Knight Center
Knight Center

JOURNALISM IN THE AMERICAS Blog

Colombian journalist Jineth Bedoya refuses to testify yet again in the case of her abduction and torture



This is at least the 12th time journalist Jineth Bedoya Lima has been called by the Colombian Attorney General to testify in the case of her kidnapping, torture and sexual assault that occurred more than 17 years ago.

The last time Bedoya Lima appeared before the court was March 1, when she had to testify in front of her attackers. That day affected Bedoya "physically, psychologically and emotionally."

That's why, according to a message posted on her Twitter account on Sept. 11, Bedoya said she will not comply with the new subpoena that the attorney general called for the 22nd of this month. She said the entity wants to identify some people involved in her case in a process that, she explained, was already carried out three years ago.

"Sirs of the prosecution, I do not have time to go to this hearing, I will not go," the reporter said in her message. "Let it be in your conscience that you were not able of exercising justice in my case and that there are more important things: giving voice to women who survive."
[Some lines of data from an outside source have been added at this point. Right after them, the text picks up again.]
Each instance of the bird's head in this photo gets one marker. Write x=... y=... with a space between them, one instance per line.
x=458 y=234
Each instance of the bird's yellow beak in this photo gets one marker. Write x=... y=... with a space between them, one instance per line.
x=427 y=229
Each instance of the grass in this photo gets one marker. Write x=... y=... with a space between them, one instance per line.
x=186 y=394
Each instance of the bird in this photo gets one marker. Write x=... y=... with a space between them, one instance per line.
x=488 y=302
The journalist explained that she prefers to continue working on a project she is carrying out with women survivors of sexual violence in the municipality of Tumaco in the Nariño department, one of the regions most affected by the country's armed conflict.
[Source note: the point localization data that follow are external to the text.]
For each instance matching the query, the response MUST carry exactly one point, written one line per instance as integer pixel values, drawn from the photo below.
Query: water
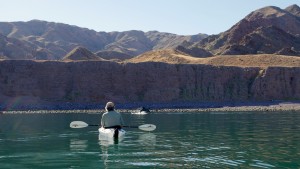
(181, 140)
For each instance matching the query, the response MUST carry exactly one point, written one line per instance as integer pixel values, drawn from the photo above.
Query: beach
(175, 107)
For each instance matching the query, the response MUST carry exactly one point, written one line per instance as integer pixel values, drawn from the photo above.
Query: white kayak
(108, 134)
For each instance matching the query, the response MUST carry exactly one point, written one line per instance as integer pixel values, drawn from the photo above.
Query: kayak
(108, 134)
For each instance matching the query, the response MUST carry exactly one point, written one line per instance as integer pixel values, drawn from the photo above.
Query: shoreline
(164, 108)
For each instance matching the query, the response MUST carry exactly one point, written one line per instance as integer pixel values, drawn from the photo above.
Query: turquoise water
(181, 140)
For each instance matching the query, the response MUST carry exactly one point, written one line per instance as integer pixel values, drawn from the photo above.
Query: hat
(109, 104)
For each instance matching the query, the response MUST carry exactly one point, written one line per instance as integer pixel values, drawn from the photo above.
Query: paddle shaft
(114, 127)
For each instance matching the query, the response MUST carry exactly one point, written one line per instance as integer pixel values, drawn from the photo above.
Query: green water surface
(181, 140)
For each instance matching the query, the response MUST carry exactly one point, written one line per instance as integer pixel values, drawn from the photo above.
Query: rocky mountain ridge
(268, 30)
(43, 40)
The journalist was kidnapped in front of Modelo jail in Bogota where she had come to interview a former head of the paramilitary group Autodefensas Unidas de Colombia (AUC) on May 25, 2000. After suffering torture and sexual violence, she was abandoned on a highway.

Since then, and without abandoning her journalistic work, she has sought justice that has led her to investigate her own case. As she explained, in addition to paramilitaries, agents of the State also participated in the crime.
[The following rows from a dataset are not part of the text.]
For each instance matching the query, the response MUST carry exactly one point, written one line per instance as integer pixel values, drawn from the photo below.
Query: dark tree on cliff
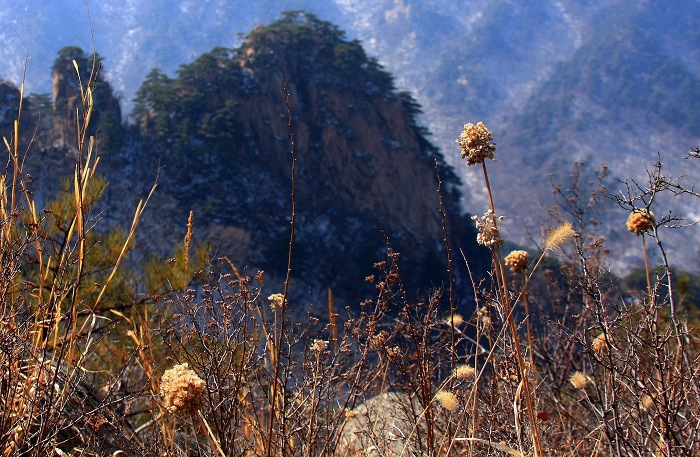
(106, 123)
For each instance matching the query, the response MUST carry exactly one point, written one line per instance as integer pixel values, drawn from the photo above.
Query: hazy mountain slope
(602, 81)
(218, 136)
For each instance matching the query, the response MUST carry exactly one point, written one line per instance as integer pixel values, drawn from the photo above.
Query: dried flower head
(476, 142)
(378, 340)
(455, 319)
(579, 380)
(464, 371)
(600, 343)
(181, 389)
(276, 301)
(489, 233)
(640, 221)
(448, 400)
(484, 319)
(319, 346)
(558, 236)
(518, 261)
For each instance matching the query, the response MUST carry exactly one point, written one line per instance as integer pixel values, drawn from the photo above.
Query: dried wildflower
(379, 340)
(600, 343)
(579, 380)
(489, 233)
(393, 352)
(448, 400)
(276, 301)
(476, 142)
(455, 319)
(319, 346)
(558, 236)
(464, 371)
(640, 221)
(181, 389)
(484, 319)
(518, 261)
On multiple occasions, Bedoya and her legal representatives, including the Foundation for Press Freedom (FLIP for its acronym in Spanish), have criticized the prosecution's repeated subpoenas that "revictimize" her.

One of these times was before the Inter-American Commission on Human Rights (IACHR) – an entity that is also analyzing the case – at a hearing in April 2016. At that time, one of the Commissioners asked the Colombian State if it did not consider the constant revictimization of Bedoya to testify “over and over” about her crime to be a “failure” of the investigation.

"Would the State agree that repeatedly asking about her abduction, torture and rape denotes the failure of its investigators?" the commissioner asked at the 2016 hearing. "Because taking statements of sexual violence is a very sensitive, painful and dramatic event for the victim so you must have a person properly trained to do so. Do you not accept that your officials have failed in their duties? "

In the more than 17 years investigating this crime, only two people have been sentenced. Both decisions came last year.

However, Bedoya has explained that according to her investigation of the crime, all the people implicated have not been called forward, and there is no advancement in terms of the masterminds behind the crime.